On December 2014, Google suspended all the apps that were developed by the Chinese company BabyBus. Google claimed they violated the COPPA regulations by collecting geolocation data from their users. The company attributed the data collection to “Android’s third-party statistics software plug-in.”

Using monitoring or analytics SDKs is very common. However, it is also very common for these types of SDKs to collect geolocation information, without any malicious intentions. But the combination of using such SDKs in apps targeting children makes it all the more risky, both in general and in terms of complying with regulations.

Bad News from BadNews

SDKs, which are integrated in your app, often access the server to read configuration or update resources. Downloading code dynamically is known to be an attack waiting to happen. It can be used to embed viruses or backdoors, as happened in the past with BadNews SDK. In short, BadNews’ ad-network (The name gives the ending away, don’t you think?) was integrated in more than 32 apps, with millions of downloads, when it was found to embed malwares on user devices and steal sensitive user data. Needless to say, Google removed all apps that used this SDK and suspended their developers’ account.

2. User Experience

Apart from security and privacy issues, SDKs might introduce major flaws in the app user experience. SDKs can cause functionally bugs, slow down your application or its launch time and cause excessive battery or data consumption. In a survey we conducted, 100% of the app developers reported they found functionality bugs when using SDKs.  And the ridiculously large numbers don’t stop there – 85% reported crashes caused by SDKs while 54% reported that SDKs slowed their app and damaged their performance. Think about it for a second – every single app developer we came across had to deal at one point or another with an SDK causing him or her bugs. Instead of saving precious time, these developers had to chase and deal with someone else’s buggy code (which as we all know, is without a doubt a developer’s most hated job description).

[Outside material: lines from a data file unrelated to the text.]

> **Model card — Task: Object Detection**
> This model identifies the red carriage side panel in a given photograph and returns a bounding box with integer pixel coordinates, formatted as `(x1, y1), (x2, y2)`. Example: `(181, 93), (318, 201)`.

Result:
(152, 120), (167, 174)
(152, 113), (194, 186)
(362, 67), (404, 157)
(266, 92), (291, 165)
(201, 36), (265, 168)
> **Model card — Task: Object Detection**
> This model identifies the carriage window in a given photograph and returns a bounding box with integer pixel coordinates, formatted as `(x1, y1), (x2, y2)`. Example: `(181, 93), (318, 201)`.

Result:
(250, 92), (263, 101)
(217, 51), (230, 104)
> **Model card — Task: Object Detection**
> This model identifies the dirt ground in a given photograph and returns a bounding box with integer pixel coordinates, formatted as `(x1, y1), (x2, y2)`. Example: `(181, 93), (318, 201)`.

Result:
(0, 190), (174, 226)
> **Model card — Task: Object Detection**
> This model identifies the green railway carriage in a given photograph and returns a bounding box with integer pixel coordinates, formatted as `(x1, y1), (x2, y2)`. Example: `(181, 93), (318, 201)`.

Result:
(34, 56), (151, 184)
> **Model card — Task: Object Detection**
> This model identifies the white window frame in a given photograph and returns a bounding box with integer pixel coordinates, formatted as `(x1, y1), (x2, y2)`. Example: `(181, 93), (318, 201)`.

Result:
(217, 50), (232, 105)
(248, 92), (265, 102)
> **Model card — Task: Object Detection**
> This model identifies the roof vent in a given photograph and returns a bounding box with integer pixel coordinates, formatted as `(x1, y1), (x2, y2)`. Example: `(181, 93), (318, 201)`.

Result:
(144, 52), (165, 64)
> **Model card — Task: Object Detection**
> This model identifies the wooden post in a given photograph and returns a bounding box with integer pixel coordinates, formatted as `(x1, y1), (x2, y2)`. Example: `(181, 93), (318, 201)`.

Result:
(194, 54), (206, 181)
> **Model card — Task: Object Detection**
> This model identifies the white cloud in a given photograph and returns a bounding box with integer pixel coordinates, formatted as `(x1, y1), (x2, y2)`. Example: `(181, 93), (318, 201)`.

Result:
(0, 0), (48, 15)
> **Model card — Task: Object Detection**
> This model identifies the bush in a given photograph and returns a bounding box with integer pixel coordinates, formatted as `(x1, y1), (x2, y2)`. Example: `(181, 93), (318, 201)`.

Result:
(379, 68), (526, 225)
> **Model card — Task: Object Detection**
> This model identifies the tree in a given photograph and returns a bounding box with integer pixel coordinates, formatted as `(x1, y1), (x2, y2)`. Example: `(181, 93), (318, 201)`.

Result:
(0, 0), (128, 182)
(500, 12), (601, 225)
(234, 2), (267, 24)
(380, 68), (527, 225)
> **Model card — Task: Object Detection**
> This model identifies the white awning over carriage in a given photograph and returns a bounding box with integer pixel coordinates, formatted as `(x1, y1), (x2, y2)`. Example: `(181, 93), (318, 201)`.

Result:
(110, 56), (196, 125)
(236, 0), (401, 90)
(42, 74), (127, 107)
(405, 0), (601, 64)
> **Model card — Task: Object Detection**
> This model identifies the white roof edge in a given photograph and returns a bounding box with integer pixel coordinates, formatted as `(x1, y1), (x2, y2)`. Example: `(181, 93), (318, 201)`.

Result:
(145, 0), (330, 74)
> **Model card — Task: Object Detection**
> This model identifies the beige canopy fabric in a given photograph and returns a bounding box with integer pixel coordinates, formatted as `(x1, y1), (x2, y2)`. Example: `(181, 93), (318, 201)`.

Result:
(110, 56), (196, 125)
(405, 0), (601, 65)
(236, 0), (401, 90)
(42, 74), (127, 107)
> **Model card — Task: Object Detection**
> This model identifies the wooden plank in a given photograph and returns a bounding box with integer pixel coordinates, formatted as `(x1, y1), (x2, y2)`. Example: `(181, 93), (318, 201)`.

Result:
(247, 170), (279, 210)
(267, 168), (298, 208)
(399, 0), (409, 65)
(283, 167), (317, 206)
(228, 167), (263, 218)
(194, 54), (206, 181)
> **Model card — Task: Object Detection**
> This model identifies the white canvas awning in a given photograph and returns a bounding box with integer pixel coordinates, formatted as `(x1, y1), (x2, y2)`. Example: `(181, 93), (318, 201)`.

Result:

Talking to hundreds of app developers, it is not hard to realize that developers are extremely frustrated when integrating SDKs in order to expedite their development process that ultimately end up losing users over their real time behavior.

Let my App Go

One more issue which can be very frustrating for app developers is replacing SDKs in their already-installed apps. It applies to many cases, such as an app developer that isn’t receiving the service he expected from a tracking SDK. He would like to stop working with that SDK company. Yet he faces a problem: the app is already deployed, with millions of users using it. The developer is bound to this company until no device is running a version of the app with the SDK still within it, be it by updating the app to a new version or uninstalling it altogether. This may take a long time and in the meanwhile the developer pays a company that they are no longer satisfied with its services.

Summary

It’s no doubt that SDKs are a great asset for app developers. And it’s no coincidence that the usage of SDKs in the past year has at least tripled itself. The relationship between apps and SDKs is built on trust, yet sometimes trust can be broken. The app quality and security might be compromised as a result of this broken trust. Bubba Murarka from DFJ Venture described it well in his blog post as he talked about living in the “SDK Crunch”. We couldn’t agree more. Using so many SDKs in your app, as he says, is like drinking a poorly mixed drink: each ingredient is delicious on its own, but the same isn’t necessarily true when all are put together.

My goal here was not to share horror stories and discourage you from using SDKs, quite the contrary is true. Use as many SDKs as you need to create your wonderful app. Having said that, I hope I managed to shed some light and make you aware of the risks associated with using SDKs and the things to be on the lookout for. These risks are exactly the reason we decided to found SafeDK, but that’s a topic for another blog post.